George stripped down and shivered--at which point he discovered that the captain had sold off the civilian clothes that he was to have held for discharge. George was turned out into the cold with nothing but a blue linen frock to wear, the bare soles of his feet numb against the frozen soil. Though he would have scarcely believed it as he walked away from the garrison, half naked in the freezing air, his discharge was lucky. Many of his comrades died of exposure and disease later that winter.
Begging for clothes and food, George made his way back to Cologne again, where another officer took pity on the forlorn boy.
--What is your name? he asked the ragged pilgrim.
George thought carefully.
--Psalmanazar, he finally answered.
The officer personally recruited him into his regiment, and that spring they were deployed in Holland. With his new name, Psalmanazar took on a whole new vitality in creating himself anew as a Japanese. His favorite ploy was showing up at the regimental Sunday services to distract the Christians: I would turn my back to them, and turning my face to the rising or setting sun, to make some awkward shew of worship, or praying to it ... I made me a little book with figures of the sun, moon and stars, and other such imagery as my phrensy suggested to me, and filled the rest with a kind of gibberish prose and verse, and which I muttered or chanted as often as the humour took me.

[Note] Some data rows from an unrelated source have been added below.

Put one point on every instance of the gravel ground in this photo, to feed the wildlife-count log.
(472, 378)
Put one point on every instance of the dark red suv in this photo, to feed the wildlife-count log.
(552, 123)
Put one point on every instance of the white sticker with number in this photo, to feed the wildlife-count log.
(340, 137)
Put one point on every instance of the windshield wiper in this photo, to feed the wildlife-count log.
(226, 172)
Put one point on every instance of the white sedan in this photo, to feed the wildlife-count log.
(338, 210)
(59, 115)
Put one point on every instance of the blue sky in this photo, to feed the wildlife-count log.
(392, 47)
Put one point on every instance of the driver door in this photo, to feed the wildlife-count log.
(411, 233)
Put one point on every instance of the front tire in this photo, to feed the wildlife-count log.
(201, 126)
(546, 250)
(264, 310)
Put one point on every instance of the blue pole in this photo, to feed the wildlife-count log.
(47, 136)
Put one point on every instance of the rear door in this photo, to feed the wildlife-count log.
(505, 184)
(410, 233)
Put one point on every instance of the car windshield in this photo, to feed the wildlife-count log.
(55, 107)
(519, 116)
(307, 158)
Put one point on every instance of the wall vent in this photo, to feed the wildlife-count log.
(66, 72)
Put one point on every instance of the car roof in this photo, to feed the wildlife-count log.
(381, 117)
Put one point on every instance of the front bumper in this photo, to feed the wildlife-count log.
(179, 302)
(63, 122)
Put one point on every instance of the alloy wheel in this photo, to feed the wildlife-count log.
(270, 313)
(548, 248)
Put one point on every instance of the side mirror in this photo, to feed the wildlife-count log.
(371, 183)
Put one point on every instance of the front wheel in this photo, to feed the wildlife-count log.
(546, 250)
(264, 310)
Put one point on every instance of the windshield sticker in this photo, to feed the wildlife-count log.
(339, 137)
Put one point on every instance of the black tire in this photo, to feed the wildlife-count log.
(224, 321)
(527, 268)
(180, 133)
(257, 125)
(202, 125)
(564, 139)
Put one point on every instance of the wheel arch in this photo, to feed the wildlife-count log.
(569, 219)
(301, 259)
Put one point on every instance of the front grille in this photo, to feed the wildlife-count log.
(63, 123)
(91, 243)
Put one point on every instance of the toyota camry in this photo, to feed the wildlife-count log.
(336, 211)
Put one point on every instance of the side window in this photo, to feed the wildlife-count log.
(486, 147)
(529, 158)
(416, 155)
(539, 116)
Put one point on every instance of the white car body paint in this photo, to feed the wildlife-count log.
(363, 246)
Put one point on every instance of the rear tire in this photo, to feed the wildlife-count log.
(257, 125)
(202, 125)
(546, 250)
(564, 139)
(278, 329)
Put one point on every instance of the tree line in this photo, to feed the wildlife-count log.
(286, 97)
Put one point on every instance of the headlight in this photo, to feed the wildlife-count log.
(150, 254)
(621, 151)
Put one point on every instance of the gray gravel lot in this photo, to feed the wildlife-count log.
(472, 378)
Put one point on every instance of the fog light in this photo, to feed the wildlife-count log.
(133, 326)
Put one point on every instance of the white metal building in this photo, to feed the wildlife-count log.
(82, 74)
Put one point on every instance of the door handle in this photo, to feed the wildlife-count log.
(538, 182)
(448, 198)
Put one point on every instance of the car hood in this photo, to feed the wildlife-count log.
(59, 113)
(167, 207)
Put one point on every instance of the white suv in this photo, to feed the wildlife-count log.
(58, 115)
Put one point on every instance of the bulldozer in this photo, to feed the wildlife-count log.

His strange antics caught the attention of the regimental commander, Brigadier George Lauder, who invited him to dine with him one evening late in February 1703--an unheard-of honor for a foot soldier. George arrived to find several other officers and regimental officials with Lauder, including the chaplain, a Scotsman named Alexander Innes. As George dined hungrily on officers' fare, and suffered the droning speeches of the regiment's staff, he felt Innes, who was quieter and a little more friendly than the rest, observing him across the table.